Ride of her life
Flemington on film
Michelle Payne’s 2015 Melbourne Cup win was retold on screen in Ride Like a Girl. Premiering in 2019, this must-see Australian film is perfect viewing as the five-year anniversary of the historic win is upon us.
Moments after Michelle Payne crossed the finish line in first place on Melbourne Cup day 2015, acclaimed actor Rachel Griffiths decided that the incredible story had to be made into a film. Not only was there the story of the first female jockey to win the coveted race, there was the tale of a country trainer with a local horse and a family that has traversed trials and tribulations. Ride Like a Girl shines a light not only on Michelle’s achievement, but also the quality of Victorian thoroughbred racing and the diverse range of people working in the industry.
The directing debut for Griffiths, the highly anticipated film garnered huge support from the racing industry, with Racing Victoria, the Victorian Government and Tabcorp all providing significant support and investment. The VRC was instrumental in the success of the production, and many other Victorian race clubs too showed their support. With filming taking place in regional areas such as Ballarat, the film spotlights Victorian racing and the natural beauty of the state, as well as our high-quality racing and people.
While the story of Michelle and her racing family is familiar to most in the racing industry and Australia, the film took this story global, securing domestic and international distribution partners.
Griffiths was thrilled to take Michelle’s story to the world, stating at the time, “We are celebrating both Michelle’s resilience and athletic brilliance, as well as her sisters’ inspiring achievements in the sport before her. We also explore the profound impact of those men who gave her opportunities and stood by her at critical moments and hope to inspire more men to become champions of change.” The cast included well-known actors, including Teresa Palmer as Michelle and Sam Neill playing her father, Paddy Payne, as well as local actors in supporting roles. Crowd scenes were made up of extras, giving many locals, including some VRC members, a thrill.
Real jockeys were used in the race scenes to make them authentic, providing many of the turf’s finest a glimpse into another world.
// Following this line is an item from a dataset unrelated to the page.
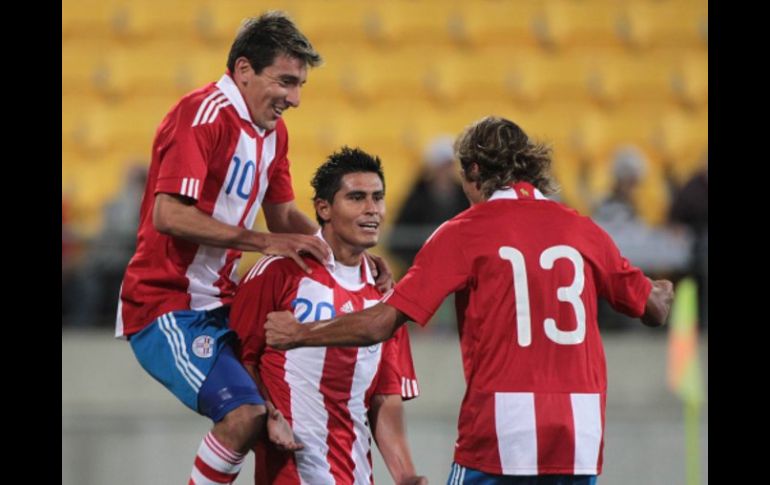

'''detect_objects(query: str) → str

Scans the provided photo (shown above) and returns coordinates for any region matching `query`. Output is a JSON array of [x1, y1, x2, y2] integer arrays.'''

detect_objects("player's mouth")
[[273, 106, 286, 118], [358, 221, 380, 234]]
Bobby El-issa was one of these hoops, playing Frankie Dettori who piloted Criterion to third place in the 2015 race. El-issa was approached by fellow jockey Chris Symons, a consultant on the film, who encouraged him to audition. “I’d never done anything like it before but I went along to the audition and pretended to talk in an Italian accent, and they cast me,” El-issa recounted. “It was amazing to be part of and I loved it all. The racing scenes were exciting and I think the whole story is spine tingling. It will also show a glimpse into life as a jockey rather than focusing on the horse like other racing movies, which is great. I was so grateful to be part of it.”
Another familiar racing face that appears in the film was Stevie Payne, who played himself. Producer Richard Keddie was thrilled with the casting choice, commenting, “As a joyous human being who has excelled in his field as a strapper, it is an incredible honour to see Stevie Payne acting in one of our lead roles, playing himself, in what I believe is a world first.”
Keddie believes the film was the “most inspiring and significant” he ever worked on, with many messages to deliver. Michelle’s story and that of the racing community at large shines a light on the people who dedicate their lives to the sport, and of course also promotes and champions gender diversity in the sport. It is proof that no dream is ever too big.